名建築と個性豊かな7本の桜のコラボレーションが楽しめる、桜守監修の庭園。


京都市上京区  「京都府庁旧本館・観桜祭」(古都探訪 129)



京都府庁旧本館は明治34年、京都府の技師であった松室重光により設計、施工されたルネッサンス様式の近代建築物で、平成16年、国の重要文化財の指定を受けた。



西洋近世の大邸館を彷彿させる、重厚な趣きのファサード。 
尚昭和46年までは京都府庁本館として、また現在も執務室や会議室として使用され、現役の官公庁建物としては日本最古のもの。

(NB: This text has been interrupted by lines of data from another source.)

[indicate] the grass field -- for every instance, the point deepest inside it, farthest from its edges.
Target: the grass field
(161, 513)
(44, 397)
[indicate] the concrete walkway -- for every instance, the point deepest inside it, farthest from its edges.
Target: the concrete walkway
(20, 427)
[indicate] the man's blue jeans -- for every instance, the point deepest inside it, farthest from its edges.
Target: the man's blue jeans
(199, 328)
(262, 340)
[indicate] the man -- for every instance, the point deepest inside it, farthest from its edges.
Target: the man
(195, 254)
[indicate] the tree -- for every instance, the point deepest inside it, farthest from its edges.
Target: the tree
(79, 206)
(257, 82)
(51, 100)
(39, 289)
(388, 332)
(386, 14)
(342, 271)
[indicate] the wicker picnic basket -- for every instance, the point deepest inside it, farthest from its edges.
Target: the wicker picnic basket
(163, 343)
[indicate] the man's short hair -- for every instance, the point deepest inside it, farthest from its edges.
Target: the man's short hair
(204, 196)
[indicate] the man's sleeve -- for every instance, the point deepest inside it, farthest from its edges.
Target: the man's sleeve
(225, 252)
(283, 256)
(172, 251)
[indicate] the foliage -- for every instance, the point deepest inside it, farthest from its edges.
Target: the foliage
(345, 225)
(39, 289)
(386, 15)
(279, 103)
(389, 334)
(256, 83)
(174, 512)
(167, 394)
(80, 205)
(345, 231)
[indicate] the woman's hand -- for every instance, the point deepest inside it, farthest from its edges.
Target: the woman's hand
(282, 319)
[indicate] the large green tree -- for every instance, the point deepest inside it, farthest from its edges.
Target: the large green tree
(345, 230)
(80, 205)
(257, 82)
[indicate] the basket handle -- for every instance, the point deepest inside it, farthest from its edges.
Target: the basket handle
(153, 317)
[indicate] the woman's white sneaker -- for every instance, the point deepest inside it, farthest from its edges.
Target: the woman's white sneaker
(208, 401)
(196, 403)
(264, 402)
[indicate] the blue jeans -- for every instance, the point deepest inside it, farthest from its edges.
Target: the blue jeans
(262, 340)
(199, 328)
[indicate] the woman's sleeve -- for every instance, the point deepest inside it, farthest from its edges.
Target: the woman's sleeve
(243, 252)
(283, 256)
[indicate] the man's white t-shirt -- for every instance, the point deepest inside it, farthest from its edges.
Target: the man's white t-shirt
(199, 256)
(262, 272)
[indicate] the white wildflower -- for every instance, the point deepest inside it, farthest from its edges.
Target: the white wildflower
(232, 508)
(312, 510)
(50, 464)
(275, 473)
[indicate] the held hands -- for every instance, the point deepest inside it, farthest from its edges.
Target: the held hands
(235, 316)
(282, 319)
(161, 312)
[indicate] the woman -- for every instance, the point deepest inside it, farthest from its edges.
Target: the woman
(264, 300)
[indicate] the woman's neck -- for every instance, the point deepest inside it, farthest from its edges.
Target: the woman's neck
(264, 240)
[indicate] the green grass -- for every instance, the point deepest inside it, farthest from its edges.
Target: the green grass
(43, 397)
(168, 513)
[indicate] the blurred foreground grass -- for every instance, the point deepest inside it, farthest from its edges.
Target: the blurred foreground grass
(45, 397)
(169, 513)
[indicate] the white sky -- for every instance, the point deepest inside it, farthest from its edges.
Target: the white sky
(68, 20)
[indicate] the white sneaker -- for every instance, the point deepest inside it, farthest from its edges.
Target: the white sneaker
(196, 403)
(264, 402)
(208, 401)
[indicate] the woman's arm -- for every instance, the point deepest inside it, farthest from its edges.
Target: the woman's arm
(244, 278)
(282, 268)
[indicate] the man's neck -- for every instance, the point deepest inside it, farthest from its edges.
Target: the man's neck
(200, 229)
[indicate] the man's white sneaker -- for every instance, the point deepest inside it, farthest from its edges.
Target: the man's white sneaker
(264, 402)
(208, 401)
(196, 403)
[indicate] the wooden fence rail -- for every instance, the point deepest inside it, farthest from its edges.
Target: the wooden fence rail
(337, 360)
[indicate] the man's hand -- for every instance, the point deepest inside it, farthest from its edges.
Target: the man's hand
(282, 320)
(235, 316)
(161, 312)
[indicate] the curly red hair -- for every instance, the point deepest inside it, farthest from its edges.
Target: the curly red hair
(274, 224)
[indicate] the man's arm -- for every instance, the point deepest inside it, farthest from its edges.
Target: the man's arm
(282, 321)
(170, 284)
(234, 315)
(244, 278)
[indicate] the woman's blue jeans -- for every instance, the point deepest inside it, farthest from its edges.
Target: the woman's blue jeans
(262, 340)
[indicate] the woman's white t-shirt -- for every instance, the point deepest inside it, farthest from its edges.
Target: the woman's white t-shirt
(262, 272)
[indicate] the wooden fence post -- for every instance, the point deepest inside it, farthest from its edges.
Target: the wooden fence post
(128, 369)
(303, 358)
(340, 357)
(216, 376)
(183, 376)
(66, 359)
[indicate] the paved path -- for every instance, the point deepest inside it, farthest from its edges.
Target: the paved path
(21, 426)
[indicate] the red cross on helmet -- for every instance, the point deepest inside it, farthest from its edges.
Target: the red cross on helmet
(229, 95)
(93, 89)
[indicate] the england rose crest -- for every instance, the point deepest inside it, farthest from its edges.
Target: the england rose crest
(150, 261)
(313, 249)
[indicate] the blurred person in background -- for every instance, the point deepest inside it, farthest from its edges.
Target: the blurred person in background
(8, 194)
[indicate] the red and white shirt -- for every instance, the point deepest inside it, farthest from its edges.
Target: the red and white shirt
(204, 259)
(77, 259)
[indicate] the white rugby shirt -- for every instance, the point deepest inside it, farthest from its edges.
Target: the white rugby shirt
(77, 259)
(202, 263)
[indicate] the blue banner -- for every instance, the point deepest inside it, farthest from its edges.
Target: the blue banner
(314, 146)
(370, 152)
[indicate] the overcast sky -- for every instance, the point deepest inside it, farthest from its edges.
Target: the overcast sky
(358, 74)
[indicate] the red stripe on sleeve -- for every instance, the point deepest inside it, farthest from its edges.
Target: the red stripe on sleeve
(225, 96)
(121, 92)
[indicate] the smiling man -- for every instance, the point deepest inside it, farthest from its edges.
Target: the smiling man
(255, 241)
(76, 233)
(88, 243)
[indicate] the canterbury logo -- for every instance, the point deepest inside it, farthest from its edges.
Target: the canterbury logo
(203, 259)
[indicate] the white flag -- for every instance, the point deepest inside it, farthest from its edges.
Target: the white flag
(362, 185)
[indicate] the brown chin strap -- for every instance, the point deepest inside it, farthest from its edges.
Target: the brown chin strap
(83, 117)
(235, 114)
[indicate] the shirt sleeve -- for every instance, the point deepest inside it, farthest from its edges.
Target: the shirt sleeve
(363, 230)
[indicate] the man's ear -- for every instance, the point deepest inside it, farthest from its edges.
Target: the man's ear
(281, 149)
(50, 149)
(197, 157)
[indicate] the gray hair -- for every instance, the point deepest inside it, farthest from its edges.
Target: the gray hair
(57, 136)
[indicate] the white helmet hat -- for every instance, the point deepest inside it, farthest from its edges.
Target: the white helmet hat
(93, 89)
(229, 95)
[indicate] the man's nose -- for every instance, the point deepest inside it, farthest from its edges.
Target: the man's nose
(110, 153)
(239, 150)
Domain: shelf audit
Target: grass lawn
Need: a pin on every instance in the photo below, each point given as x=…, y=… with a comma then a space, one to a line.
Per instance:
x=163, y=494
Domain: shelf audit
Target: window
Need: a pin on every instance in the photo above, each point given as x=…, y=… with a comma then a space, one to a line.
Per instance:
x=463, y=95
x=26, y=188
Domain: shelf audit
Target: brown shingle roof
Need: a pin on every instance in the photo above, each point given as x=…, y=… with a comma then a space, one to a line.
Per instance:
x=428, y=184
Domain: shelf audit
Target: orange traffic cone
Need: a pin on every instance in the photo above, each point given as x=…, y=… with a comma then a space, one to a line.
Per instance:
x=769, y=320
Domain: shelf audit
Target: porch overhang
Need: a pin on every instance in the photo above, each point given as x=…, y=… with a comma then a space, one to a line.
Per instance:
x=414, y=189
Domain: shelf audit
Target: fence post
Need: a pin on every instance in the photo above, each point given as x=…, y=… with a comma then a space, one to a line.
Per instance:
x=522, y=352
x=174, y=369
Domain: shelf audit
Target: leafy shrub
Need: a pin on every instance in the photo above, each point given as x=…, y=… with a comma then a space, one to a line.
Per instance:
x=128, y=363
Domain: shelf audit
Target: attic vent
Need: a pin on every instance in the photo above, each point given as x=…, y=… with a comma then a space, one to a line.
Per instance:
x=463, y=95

正庁部分を通り抜け中庭を窺うと、目の前に艶やかな立ち姿の、しだれ桜が迫ってくる。



このしだれ桜は、円山公園の初代「祇園しだれ桜」の孫にあたる実生木で、「桜守」として名高い16代佐野藤右衛門氏が、先代と共に植栽したもの。



その四方に伸びる枝ぶりの優雅さは、主役に相応しい貫録を備え、まるで芸妓の艶姿を眺めているかのよう。



中庭を一回りしたあとは旧本館の2階へと上り、ガラス窓を額縁に見立て、絵画を鑑賞するかのように桜を愛でてみる。




スクエアな格子と曲線の枝が対比し、制限された空間が逆に、一層自由で伸びやかな印象を与える。



流れるようなやわらかさと、薄紅色の美しさは京情緒そのもの。



祇園しだれの南東角で競うように咲き誇る、紅一重しだれ桜。



しなやかな枝先がまるで花笠のようであり、時折春風に揺れるさまは、祇園しだれの優美さに勝るとも劣らない存在感を示す。



南西角にスイッと立つ2本の大島桜は、大輪の白花をまんべんなく纏い、野生種の持つ独特の力強さを感じ圧倒される。



2本の大島桜に挟まれた形で凛と構える、容保桜(かたもりざくら)
大島と山桜の特徴を併せ持ち、平成22年、佐野籐右衛門氏により命名された珍しい品種。


庭園内には他に、時期がずれ満開を迎える、はるか桜と紅八重しだれ桜があり、長い間堪能することができる。